Off the Cobb: Finally, a decade with a name

Since our beloved Kansas City Chiefs IN THE SUPER BOWL!!! and have the week off, I’m going to take the opportunity to tell you what I think about the most recent cheating scandal that has rocked Major League Baseball.

I’m sure you can get your fill of Patrick Levon Mahomes II or Showtime or PM2 or whatever the moniker of the week is, from other sources, including the sports page of this newspaper, so you’ll have to pardon me if I divert my attention for a minute.

I hope MLB doesn’t think that because it suspended a few coaches for one year that this mess is just going to magically go away.

No. This goes deeper and is much more widespread than I fear they want to admit.

Let’s start with the players, who were obviously involved and willingly participated.

Every team steals signs. That’s why they have signs.

But it’s how you steal those signs that makes all the difference.

If you’re a runner on second base and can decipher what the catcher is telling the pitcher and relay that to your batter somehow … fine. Everybody does that. Catchers and pitchers have to be on their toes so that can’t happen.

That’s been part of the game for many decades. 

When you start using technology that has been put in place to help improve the accuracy of umpires’ calls, then things get worse.

In my opinion, there are even layers to that method of cheating.

First of all, if you are using the replay apparatus to steal signs, that should come with harsh punishment, as should relaying the information you obtain by way of banging on a trash can of which the Houston Astros have been convicted.

The coaches and players involved should — in my opinion — be suspended for a year.

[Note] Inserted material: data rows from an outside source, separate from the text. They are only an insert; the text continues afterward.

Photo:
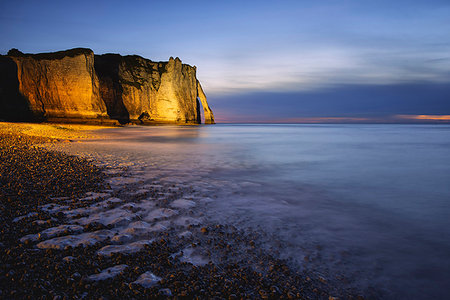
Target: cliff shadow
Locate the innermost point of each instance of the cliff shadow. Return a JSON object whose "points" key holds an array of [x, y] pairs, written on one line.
{"points": [[13, 105], [107, 68]]}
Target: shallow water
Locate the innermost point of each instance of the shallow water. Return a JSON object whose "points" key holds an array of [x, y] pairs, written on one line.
{"points": [[369, 203]]}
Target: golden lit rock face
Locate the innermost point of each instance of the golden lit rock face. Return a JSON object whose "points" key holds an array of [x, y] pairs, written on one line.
{"points": [[76, 84], [62, 85], [138, 89]]}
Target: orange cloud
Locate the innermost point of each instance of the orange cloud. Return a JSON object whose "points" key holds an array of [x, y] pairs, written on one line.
{"points": [[425, 117]]}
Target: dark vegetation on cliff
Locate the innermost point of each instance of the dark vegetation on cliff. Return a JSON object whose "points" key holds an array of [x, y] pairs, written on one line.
{"points": [[76, 85], [51, 55]]}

But if you wore a device — like a buzzer — under your uniform to receive illegally gained information about the pitch or pitches to come, I believe the punishment should be even more severe.

We’re not talking about gamesmanship in that case, we’re talking about flat out cheating.

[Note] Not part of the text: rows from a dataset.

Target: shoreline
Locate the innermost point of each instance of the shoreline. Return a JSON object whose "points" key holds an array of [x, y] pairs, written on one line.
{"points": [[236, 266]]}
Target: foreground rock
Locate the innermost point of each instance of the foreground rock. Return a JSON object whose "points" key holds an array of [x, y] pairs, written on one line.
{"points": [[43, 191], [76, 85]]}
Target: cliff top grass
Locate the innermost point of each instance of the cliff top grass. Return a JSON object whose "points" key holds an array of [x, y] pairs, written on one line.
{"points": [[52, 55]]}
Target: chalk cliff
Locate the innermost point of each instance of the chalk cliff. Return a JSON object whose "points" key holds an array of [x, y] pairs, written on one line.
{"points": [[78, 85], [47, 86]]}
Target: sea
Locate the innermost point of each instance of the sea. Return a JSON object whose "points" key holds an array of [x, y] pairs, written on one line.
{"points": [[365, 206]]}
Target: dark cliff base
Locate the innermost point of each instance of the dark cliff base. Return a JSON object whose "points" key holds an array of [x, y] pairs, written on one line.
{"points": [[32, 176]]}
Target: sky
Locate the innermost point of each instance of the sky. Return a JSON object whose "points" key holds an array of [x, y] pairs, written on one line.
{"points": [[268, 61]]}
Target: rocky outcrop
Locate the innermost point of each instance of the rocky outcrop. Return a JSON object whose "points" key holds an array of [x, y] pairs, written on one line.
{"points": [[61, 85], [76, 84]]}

As far as I know, it has not been proven or at least not made public that it has been proven that players wore devices, but I’m saying I don’t buy that Astros second baseman Jose Altuve was too “shy” to have his jersey ripped off after a game-winning World Series home run or that his wife is too “jealous.”

If you haven’t seen the video, look it up on YouTube or somewhere.

As Altuve approaches home plate to a mob of teammates like teams do after a walk-off hit, he clinches the collar of his jersey with both hands and holds on for dear life and then makes a mad dash to the locker room where he changes shirts and returns to the field.

I know video can be doctored, and I may well have fallen victim to “fake news” in this case, but I know I haven’t heard a denial from Altuve or the Astros or MLB. Altuve’s only explanation is that the last time the team tore off his jersey, his wife got upset.

Here you are, you’ve just fulfilled every kid’s childhood dream of walking off a win in the World Series. Your teammates are celebrating and losing their minds on the field and you retreat alone to the dugout to get rid of your jersey? Sure. That just became a popular jersey, but it’s not like it’s going to vanish if it gets untucked like what normally happens in those cases.

Again, I don’t buy it.

I think MLB needs to come down hard on all who are involved.

In my opinion, this is worse than Pete Rose betting on his own team to win. He’s been banned from baseball for life.

It’s worse than steroids, where players only hope to gain an advantage. Players have been blackballed from the Hall of Fame for this.

This is guaranteeing yourself an advantage and egregiously and knowingly diminishing the chances of the other team and its players, specifically the pitchers. I think MLB should vacate the Houston Astros’ World Series victory from 2017 and consider lifetime bans for those who were actively involved.

Thanks for hearing me out — glad I got that off my chest.

Now, Go Chiefs!

 Phil Cobb is the owner and publisher of The Maryville Forum and The Post.